16 страница1 июня 2025, 23:52

глава №15.

«I am inhabited by a cry. Nightly it flaps out, looking, with its hooks, for something to love».
(«Во мне живёт крик. Ночами он вырывается наружу, ища когтями хоть что-то, что можно было бы любить»).
— Сильвия Плат «Возвращение».

Две недели, две чертовски зыбкие недели — не мир, не шторм. Что-то между. Что-то, где Рэйф Кэмерон — не кошмар, а ночная тень, под которой Вивиан Роутледж училась снова дышать. Она спала в его машине, а бывало — в его постели. Иногда — в его объятиях, от которых по телу разбегался холодок, и не потому что страшно. Потому что впервые за долгое время — не больно.

Они не говорили «мы вместе». Они не говорили вообще о том, что между ними происходит.
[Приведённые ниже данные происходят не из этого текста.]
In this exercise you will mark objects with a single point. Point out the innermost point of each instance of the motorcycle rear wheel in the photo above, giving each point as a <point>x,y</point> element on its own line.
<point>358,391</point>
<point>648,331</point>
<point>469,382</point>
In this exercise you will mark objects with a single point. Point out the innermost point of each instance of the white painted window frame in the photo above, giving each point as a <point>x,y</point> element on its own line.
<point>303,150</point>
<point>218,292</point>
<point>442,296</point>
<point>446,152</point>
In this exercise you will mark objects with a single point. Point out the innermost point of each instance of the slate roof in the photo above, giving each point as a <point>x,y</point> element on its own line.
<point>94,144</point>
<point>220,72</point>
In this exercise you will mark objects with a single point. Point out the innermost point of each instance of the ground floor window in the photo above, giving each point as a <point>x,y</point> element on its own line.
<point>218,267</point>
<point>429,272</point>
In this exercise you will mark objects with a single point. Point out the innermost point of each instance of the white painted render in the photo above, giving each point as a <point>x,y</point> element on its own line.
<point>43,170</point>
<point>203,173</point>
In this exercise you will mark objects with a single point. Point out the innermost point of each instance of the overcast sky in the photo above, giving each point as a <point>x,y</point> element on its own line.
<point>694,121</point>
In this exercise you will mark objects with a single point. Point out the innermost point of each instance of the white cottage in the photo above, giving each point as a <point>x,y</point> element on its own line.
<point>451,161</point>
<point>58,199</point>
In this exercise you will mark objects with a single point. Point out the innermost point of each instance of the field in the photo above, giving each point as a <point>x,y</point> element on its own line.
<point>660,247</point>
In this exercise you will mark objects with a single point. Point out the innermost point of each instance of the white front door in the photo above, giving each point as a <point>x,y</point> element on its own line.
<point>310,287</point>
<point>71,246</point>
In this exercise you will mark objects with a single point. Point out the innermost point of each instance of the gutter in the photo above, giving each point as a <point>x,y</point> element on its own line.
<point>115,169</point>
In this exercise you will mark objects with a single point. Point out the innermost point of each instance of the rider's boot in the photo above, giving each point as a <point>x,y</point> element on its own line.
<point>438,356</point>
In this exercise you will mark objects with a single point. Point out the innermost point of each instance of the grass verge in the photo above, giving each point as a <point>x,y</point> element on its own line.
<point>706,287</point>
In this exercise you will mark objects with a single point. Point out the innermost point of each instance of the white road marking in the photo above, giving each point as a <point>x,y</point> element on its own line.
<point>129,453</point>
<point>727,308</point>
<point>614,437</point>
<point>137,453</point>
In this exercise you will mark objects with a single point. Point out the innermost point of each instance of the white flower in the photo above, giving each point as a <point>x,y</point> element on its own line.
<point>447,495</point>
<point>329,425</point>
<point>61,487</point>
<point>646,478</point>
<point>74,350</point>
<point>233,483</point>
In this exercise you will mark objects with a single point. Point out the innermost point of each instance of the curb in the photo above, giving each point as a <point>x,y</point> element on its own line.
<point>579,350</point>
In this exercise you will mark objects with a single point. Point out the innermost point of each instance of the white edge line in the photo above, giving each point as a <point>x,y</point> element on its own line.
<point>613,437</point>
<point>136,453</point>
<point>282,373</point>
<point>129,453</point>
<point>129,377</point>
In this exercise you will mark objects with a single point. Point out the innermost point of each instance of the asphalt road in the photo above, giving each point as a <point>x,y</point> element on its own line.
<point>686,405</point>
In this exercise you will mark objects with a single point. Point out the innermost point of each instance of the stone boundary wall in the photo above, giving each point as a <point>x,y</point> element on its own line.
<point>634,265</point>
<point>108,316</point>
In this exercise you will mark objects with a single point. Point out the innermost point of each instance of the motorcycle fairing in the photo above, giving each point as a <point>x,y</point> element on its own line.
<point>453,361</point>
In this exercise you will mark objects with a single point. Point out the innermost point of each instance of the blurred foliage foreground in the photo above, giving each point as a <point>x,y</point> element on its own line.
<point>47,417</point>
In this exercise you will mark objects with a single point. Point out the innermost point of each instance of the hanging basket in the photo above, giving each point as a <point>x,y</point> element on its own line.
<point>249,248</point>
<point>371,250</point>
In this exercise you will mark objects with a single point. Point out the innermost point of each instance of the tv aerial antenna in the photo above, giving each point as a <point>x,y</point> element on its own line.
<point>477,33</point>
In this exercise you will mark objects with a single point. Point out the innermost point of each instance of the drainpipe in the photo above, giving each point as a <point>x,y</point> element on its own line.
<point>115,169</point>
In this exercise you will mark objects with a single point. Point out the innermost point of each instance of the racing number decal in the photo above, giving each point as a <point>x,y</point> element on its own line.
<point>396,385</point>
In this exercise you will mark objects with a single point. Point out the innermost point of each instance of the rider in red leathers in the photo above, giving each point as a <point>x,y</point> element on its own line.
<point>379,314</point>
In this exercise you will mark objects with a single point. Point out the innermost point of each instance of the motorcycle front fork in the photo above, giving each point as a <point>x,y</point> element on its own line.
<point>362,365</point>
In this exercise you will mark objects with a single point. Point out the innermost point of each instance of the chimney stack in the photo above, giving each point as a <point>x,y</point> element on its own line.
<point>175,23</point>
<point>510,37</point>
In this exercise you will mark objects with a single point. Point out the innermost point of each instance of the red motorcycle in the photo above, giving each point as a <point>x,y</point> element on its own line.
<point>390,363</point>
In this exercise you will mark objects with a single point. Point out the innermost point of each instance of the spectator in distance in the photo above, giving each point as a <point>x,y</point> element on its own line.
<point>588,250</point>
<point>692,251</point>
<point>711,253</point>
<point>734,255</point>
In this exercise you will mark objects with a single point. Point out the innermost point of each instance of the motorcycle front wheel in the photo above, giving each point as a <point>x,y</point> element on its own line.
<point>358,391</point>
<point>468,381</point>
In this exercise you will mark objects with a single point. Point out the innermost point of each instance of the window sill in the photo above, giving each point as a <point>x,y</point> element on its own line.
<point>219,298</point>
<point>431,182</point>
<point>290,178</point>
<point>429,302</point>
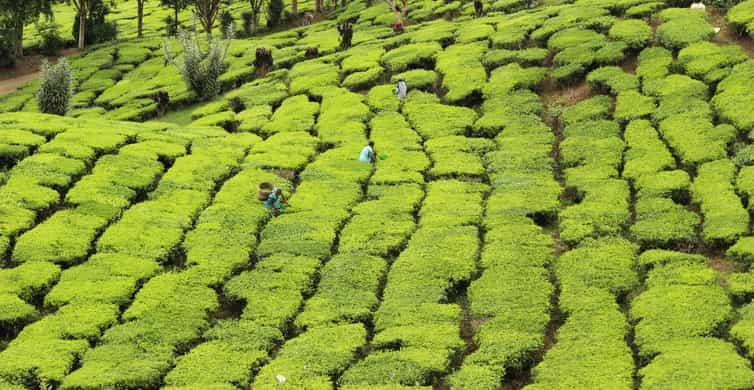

Это было как подводный ток — тонкий, опасный, но необратимо реальный. Рэйф молчал, глядя на неё вечерами, когда она сидела в одной из рубашек его отца, босая, с коленями под подбородком. Она перекатывала шарик пирсинга языком и делала вид, что не замечает его взгляда. Но, он смотрел всегда, ведь боялся, что если моргнет, то она может исчезнуть, как в тех кошмарных снах.

В тот день Вивиан проснулась слишком рано. Воздух в комнате был застоявшийся, пыльный, как старый сундук с чужими письмами. Её рубашка — когда-то белая, теперь мятая и пахнущая сигаретами и Рэйфом — была спущена с одного плеча. Из коридора донёсся глухой, гулкий звук. Рэйф, его она уже узнавала по весу походки.

Он стоял на пороге, будто бы боясь прервать её чуткий сон. В руках — букет белых лилий, свежих, как утренний туман. Он был, как всегда, собран — выглаженная чёрная рубашка, волосы убраны назад, движения выверенные. Но глаза… в глазах было что-то совсем другое. Мягкое, почти детское.

— Ты говорила, что хочешь съездить к Джону, — сказал он тихо. Это было правдой, в один из вечеров, когда они сидели, прислушиваясь к волнам, попивая дешевое пиво (Вивиан было намного спокойнее, когда они не чертили линию, между «богатыми» и «бедными», поэтому даже в таких мелочах, она выбирала что-то подешевле). — Я и решил, что ему бы ты тоже отвезла лилии.

Она молчала, смотрела на него сквозь утреннюю сонливость и что-то, похожее на боль — не от лилий, не от воспоминаний, а от самого факта того, что Рэйф Кэмерон сейчас стоял здесь. С лилиями. С её мыслями в руках, как будто слышал их не ушами, а чем-то глубже, под кожей.

— Их мы всегда приносили вместе, — выдохнула Вивиан, сев на кровати, натянув на колени одеяло, как броню. — Белые. Джон говорил, что они напоминают ему о тишине. О какой-то честной тишине. Такой, что не пугает

Рэйф молча приблизился. Не как хозяин дома — как тот, кто слишком осторожно подбирается к зверю, что может испугаться и укусить, даже если сам изранен. Он поставил лилии на край комода, рядом с её расческой, пачкой сигарет и резинкой для волос.

— Я не знал, что это будет… важно, — сказал он, сев рядом на кровать, оставляя между ними несколько сантиметров. — Но захотелось, чтобы ты могла поехать. Не одна. Мне, будет спокойнее, если мы будем рядом.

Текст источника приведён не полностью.